Scott Winch, Academic Leader of Indigenous Health at UOW, said the program aims to build confidence in Indigenous youth considering university.  

“The previous camps have been evaluated and it was found that students significantly increased their confidence and motivation in attending university. Importantly, they also felt that they had a much greater understanding of what studying at university was about, what opportunities came from studying at university and were more aware of the supports available to address the barriers to attending university.”

Now in its third year at UOW, the camp received an overwhelming response in 2015 and has doubled the intake of participants from last year. Mr Winch said this year’s camp is strongly supported by the Australian Indigenous Mentoring Experience (AIME).

“This year’s camp has a strong partnership with AIME, recruiting through the high schools they engage with on the South Coast. It is anticipated that this program will enhance the pathways for Indigenous students with a continuity of engagement and support through the AIME program into University.”

“These youth are the future leaders of our communities and it’s important they are given the greatest opportunities to succeed despite the inequitable challenges that lay ahead.”
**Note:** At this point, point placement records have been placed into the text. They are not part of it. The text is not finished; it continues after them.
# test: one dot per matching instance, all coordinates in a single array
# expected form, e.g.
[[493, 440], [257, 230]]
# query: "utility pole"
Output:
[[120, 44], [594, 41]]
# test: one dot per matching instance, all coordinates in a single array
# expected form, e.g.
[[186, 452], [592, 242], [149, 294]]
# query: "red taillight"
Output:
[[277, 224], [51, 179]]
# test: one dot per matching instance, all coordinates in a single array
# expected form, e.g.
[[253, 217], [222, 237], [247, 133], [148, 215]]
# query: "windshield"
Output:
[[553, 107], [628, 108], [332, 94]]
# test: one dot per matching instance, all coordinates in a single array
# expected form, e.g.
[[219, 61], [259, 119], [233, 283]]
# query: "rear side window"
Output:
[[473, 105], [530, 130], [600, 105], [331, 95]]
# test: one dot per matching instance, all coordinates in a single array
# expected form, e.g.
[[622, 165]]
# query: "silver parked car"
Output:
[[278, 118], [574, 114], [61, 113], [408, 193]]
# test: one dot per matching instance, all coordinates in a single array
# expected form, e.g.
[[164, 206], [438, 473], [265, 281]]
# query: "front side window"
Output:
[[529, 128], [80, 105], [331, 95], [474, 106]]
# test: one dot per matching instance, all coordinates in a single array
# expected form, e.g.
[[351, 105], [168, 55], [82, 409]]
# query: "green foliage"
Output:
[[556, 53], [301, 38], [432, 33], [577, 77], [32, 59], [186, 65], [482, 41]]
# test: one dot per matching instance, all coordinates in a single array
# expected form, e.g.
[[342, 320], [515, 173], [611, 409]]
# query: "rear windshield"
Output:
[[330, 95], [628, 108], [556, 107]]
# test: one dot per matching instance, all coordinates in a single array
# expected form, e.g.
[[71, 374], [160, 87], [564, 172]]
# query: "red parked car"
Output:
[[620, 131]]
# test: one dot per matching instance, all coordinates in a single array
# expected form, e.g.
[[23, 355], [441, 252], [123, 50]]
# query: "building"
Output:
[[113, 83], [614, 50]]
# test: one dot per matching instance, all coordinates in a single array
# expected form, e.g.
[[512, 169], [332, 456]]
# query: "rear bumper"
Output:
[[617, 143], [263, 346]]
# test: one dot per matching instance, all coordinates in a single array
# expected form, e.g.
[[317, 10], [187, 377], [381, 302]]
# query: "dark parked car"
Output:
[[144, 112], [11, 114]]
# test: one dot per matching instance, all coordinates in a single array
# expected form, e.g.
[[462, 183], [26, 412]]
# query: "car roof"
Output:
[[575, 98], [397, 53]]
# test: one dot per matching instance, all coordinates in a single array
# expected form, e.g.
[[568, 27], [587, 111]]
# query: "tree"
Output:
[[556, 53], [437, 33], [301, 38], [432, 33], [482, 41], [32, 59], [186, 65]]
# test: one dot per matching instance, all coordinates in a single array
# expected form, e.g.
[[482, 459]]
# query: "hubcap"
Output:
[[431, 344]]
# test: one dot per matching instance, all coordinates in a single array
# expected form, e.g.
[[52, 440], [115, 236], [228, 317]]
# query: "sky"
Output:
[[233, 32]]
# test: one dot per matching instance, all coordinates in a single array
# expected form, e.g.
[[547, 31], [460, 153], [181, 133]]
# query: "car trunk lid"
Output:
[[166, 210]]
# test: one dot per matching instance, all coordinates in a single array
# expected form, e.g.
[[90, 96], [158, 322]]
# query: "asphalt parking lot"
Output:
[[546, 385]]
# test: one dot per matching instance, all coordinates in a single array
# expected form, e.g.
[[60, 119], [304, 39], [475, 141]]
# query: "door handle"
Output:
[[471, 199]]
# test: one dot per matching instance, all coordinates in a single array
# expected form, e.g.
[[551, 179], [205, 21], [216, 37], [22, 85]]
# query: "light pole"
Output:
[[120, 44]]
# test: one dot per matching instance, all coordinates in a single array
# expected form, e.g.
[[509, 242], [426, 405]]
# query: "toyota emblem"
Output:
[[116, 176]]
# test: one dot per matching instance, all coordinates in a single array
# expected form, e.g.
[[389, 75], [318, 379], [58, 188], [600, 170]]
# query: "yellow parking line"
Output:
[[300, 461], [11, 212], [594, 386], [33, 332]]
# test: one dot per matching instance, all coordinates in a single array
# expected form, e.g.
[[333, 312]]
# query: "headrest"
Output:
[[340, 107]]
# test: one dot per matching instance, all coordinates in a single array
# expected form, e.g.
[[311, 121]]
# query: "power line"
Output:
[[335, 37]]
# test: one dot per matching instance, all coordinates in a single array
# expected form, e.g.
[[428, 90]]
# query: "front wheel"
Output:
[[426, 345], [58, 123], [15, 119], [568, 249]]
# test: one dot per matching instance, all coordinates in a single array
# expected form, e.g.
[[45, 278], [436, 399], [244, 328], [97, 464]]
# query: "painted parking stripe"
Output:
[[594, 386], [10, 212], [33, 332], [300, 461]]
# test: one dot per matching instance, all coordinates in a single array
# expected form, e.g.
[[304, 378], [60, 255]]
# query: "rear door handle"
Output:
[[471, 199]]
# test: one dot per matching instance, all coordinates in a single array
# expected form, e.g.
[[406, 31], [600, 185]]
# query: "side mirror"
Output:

While at the camp, the students – who travelled from as far south as Eden – took part in interactive sessions run by the different schools across the Faculty of Science, Medicine and Health and heard from the staff and students at the Woolyungah Indigenous Centre.

The students also heard from local Indigenous health workers about different career paths they have taken, learned how the St George Illawarra Dragons keep fit, and experienced the lifestyle of Wollongong by learning to surf, while staying at UOW’s International House.